Just specify which columns should be matched up with each other, and it will search for the matching values automatically!  If you want it to use the index, you can alternatively supply the option `left_index=True` and/or `right_index=True`. 

### Exercises

Let's practice merging dataframes with the `pd.merge()` function.

Dataframe 1:

In [None]:
df1 = pd.DataFrame({'Name': ['Paul', 'Arash', 'Jenny'], 'Age': [16, 19, 17]})
df1

Unnamed: 0,Name,Age
0,Paul,16
1,Arash,19
2,Jenny,17


Dataframe 2:

In [None]:
df2 = pd.DataFrame({'Name': ['Arash', 'Paul', 'Sara'], 'Weight': [32, 15, 37]})
df2

Unnamed: 0,Name,Weight
0,Arash,32
1,Paul,15
2,Sara,37


Dataframe 3:

In [None]:
df3 = pd.DataFrame({'Name': ['Amy', 'Paul', 'Sara'], 'Height': [170, 190, 143]})
df3

Unnamed: 0,Name,Height
0,Amy,170
1,Paul,190
2,Sara,143


Merge the first two dataframes together.  Who do we know both the age and weight of?
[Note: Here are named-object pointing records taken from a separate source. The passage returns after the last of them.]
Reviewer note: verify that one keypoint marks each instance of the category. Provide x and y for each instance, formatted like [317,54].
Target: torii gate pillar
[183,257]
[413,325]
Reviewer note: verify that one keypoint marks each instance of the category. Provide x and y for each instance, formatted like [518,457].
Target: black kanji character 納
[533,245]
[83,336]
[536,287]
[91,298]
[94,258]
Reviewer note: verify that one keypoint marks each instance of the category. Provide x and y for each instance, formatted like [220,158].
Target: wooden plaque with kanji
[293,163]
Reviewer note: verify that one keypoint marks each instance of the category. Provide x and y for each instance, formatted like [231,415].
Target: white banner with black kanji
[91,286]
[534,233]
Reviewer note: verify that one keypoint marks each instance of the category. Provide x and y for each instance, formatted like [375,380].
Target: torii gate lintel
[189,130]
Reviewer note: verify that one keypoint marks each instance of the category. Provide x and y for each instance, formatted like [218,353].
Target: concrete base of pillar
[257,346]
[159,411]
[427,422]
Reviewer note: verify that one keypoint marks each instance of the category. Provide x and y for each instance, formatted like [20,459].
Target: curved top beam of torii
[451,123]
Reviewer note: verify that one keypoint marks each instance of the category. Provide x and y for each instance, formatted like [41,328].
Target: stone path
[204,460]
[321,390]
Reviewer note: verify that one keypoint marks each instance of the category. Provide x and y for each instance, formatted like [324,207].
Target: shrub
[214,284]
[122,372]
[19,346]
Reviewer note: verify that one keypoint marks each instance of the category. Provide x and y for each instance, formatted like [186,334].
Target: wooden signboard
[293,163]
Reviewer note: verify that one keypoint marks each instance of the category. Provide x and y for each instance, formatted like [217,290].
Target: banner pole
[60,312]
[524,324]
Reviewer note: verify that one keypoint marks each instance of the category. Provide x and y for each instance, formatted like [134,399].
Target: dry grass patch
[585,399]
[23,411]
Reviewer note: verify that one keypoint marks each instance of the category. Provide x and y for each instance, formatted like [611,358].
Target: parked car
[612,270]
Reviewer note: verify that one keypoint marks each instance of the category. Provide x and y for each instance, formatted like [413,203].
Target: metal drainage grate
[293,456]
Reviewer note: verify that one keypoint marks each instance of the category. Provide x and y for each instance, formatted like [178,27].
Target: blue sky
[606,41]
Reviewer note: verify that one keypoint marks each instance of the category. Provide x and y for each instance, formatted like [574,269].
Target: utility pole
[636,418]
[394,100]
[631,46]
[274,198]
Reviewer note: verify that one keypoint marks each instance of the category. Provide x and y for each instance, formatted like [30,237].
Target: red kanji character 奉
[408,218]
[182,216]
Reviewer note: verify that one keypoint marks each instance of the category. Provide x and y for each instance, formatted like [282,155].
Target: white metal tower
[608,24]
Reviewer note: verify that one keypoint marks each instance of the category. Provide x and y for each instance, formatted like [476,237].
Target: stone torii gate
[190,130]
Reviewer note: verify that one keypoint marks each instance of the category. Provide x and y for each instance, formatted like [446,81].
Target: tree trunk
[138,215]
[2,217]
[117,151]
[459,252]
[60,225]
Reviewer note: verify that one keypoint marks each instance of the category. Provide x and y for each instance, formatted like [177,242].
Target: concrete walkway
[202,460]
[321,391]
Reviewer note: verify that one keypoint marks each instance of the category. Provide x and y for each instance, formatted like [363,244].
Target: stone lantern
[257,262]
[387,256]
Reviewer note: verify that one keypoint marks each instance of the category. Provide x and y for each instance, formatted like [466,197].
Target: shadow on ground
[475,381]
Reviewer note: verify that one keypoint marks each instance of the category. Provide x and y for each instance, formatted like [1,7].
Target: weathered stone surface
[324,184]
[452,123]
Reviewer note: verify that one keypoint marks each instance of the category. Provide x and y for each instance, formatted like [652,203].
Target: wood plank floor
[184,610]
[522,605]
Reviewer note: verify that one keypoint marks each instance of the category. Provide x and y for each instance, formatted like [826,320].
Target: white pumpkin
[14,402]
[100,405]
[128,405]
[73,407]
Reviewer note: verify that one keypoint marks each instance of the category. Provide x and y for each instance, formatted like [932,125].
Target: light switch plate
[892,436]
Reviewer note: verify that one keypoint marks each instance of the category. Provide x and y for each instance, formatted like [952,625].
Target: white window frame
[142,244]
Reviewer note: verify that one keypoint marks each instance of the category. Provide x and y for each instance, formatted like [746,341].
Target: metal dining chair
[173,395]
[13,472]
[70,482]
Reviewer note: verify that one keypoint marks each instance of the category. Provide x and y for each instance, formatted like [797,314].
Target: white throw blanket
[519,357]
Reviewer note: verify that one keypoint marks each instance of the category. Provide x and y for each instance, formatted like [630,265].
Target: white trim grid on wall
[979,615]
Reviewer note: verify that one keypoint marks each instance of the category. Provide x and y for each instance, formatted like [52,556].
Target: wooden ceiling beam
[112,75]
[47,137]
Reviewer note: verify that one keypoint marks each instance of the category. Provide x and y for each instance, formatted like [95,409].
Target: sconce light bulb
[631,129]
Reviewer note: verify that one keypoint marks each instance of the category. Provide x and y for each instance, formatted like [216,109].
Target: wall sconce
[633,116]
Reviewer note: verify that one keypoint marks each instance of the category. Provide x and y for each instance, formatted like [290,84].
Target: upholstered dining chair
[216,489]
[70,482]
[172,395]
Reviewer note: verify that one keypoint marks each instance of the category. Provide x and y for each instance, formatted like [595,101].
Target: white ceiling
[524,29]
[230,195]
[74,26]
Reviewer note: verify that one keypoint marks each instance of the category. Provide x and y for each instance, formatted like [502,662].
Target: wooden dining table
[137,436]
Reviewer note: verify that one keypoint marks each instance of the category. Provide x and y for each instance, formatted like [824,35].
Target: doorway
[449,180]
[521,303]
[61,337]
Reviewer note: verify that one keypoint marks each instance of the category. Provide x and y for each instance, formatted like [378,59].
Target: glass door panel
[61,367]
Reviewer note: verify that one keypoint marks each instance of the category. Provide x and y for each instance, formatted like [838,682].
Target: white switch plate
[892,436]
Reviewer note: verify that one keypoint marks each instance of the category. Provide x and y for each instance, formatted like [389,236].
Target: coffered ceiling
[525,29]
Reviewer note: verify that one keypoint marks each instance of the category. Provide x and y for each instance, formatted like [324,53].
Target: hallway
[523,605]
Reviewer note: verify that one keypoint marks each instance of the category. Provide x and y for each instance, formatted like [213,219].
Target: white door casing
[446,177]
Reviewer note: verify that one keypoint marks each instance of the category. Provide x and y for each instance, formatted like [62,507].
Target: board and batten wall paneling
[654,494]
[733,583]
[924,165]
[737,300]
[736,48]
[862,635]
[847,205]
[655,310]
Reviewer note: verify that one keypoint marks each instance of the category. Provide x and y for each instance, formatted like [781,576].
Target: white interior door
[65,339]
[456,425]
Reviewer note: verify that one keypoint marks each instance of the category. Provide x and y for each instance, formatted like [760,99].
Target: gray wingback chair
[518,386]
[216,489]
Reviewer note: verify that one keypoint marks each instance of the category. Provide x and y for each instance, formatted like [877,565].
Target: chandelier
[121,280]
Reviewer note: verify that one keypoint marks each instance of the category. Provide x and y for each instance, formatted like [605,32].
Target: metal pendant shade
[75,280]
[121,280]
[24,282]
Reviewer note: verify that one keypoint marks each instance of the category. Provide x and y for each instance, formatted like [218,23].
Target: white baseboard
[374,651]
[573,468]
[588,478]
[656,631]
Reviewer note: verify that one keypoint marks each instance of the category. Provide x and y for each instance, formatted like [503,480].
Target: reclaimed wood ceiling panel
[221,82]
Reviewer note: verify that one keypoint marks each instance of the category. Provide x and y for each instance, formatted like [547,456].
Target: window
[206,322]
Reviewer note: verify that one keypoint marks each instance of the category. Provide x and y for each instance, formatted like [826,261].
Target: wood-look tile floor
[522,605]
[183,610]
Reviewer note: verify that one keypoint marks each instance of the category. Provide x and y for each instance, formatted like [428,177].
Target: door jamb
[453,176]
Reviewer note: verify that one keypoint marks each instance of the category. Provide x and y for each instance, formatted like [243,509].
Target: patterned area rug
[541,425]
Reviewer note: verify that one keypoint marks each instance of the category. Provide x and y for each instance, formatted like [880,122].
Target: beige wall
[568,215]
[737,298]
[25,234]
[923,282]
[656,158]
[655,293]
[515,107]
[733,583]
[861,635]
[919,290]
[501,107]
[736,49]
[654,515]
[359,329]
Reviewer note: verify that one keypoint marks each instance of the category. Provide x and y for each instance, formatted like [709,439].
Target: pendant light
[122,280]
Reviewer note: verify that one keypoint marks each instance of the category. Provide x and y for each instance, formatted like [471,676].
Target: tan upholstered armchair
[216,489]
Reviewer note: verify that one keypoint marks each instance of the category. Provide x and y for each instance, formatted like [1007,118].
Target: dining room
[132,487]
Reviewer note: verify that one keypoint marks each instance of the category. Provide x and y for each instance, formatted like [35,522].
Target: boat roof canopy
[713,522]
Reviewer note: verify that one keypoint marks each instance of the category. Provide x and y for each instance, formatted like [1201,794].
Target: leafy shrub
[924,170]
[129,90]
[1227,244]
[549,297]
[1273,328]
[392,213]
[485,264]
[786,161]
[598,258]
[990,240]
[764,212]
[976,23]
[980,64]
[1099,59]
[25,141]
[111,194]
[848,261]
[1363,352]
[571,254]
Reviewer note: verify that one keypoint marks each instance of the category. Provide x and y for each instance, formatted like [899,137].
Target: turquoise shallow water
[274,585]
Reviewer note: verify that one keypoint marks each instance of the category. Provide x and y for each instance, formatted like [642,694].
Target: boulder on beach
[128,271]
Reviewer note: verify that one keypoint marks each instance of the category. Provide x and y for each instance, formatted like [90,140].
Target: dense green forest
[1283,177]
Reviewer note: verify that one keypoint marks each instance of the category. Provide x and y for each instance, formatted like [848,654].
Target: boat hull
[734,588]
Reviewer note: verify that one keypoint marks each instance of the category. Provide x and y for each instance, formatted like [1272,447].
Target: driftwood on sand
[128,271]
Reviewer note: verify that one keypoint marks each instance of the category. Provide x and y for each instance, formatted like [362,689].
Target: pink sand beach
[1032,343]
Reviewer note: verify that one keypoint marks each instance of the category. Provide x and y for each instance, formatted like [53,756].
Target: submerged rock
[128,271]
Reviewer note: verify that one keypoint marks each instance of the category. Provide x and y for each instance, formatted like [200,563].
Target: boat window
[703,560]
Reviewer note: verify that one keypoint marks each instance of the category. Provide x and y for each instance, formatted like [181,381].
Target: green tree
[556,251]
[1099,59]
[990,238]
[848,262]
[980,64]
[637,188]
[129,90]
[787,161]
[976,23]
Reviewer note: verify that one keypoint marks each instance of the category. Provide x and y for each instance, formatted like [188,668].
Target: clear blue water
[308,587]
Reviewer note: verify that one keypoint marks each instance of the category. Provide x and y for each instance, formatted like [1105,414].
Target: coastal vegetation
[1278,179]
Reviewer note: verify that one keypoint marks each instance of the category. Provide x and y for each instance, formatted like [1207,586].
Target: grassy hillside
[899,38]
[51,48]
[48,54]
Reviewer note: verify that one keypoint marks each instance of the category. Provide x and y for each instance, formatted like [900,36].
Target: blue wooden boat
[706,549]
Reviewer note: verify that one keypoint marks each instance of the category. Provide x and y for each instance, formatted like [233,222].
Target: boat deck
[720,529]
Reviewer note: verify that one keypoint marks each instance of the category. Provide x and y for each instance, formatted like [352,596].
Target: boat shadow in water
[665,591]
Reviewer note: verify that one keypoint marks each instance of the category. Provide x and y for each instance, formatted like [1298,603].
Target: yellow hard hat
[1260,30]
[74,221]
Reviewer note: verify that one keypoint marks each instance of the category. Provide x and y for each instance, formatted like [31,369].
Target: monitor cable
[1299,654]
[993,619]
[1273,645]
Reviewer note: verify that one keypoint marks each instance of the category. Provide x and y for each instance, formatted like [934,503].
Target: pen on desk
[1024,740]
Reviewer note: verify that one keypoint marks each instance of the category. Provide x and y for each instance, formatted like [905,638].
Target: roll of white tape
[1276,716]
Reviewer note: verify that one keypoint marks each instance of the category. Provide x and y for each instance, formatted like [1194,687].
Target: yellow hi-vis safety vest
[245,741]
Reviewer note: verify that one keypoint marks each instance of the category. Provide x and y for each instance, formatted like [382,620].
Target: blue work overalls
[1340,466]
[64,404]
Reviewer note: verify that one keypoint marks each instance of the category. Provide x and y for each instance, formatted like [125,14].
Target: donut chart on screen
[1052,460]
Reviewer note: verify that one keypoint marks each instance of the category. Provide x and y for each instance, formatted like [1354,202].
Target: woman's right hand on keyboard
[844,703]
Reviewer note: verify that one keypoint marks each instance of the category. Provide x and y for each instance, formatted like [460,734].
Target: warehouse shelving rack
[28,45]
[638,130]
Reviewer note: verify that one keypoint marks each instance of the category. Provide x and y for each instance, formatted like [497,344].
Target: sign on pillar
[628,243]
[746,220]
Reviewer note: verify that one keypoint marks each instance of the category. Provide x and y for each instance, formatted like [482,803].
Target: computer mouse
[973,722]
Who do we know both the weight and height of?

Try merging all 3 by merging twice.  Who do we know everything about?

Note that the Names that weren't present in both dataframes dropped out of the final result.  If you'd like to keep them and have NaNs appear, you can change the `how` parameter in the `pd.merge()` function.  Let's try out a few options by merging dataframes 1 and 2:

`how="outer"`

`how="left"`

`how="right"`

`how="inner"`

Recognizing that multiple inner joins can result in high data attrition, what policies would you put in your future data analyses to both prevent data loss and keep data easy to analyze?